As an ideology, libertarianism has many attractive features. One might ponder if libertarianism could ever work in real life.
Matthias Goergens
Nov 28 2018 at 9:31am
What you are looking for is geolibertarianism.
Fred in PA
Nov 25 2018 at 10:54pm
If the U.S. is having difficulty building housing and infrastructure, wouldn’t more construction workers help? Isn’t that where an awful lot of these immigrants seek employment?
Kurt Schuler
Nov 25 2018 at 10:07pm
If we are going to talk about “moral stories” here, let’s consider the stories of the thousands of Americans who have been murdered by immigrants. If governments are indeed instituted among men to secure certain rights, surely life is the foremost, because without it is impossible to exercise the rest.

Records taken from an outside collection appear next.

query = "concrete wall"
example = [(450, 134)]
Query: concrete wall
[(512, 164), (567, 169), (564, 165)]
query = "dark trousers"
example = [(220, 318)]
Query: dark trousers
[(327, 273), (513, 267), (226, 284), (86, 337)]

As I noted in a comment to another recent post, by Bryan Caplan, advocates of immigration “reform” (translation: admitting more immigrants than most Americans want) need to specify their cost-benefit analysis here. Are the lives lost worth it because we get more taxi drivers or cheaper ethnic food?
Fred in PA
Nov 25 2018 at 10:50pm
Kurt;
FactCheck.org has a long piece on the debate over higher (or lower) crime rates among illegal immigrants. My conclusion after reading it is that illegal immigrants likely lower a community’s incidence of major crime. That article is here;
https://www.factcheck.org/2018/06/is-illegal-immigration-linked-to-more-or-less-crime/
Jon Murphy
Nov 25 2018 at 11:10pm
Given far more people are murdered by natives, does this necessarily imply government should then limit births as well?
Hazel Meade
Nov 27 2018 at 12:25pm
This might seem like a crazy idea, but what if we could have like a free trade agreement for immigration? As in, a free migration agreement, but only with certain countrirs, so if americans want to move to (say) canada or the uk yo work or live, they can do so without a visa and vice versa. You could even separate this from citizenship and voting rights.
By pursuing bilateral migration agreement we can harness the interests of people in the us who.want to be able to live and work in other countries agaonst those who want protection from immigrant competition. In the same way that free tradd agreements harness the interests of exporters against conpanies that want to be protected from domestic competition.
Mark Bahner
Nov 28 2018 at 12:06am
I don’t think there’s ever going to be a way to sell illegal immigration. It seems to me the best way to sell more immigration is to switch to merit-based immigration.
Hazel Meade
Nov 28 2018 at 1:02pm
I would be happy to replace the labor certification part of the employment sponsorship with a merit system. Instead of having to prove there is no American who can do the same job, with the complex process of advertising and interviewing people employers have no intention of hiring, you just require certain minimum credentials. Let employers hire whoever they want, above a minimum skill level.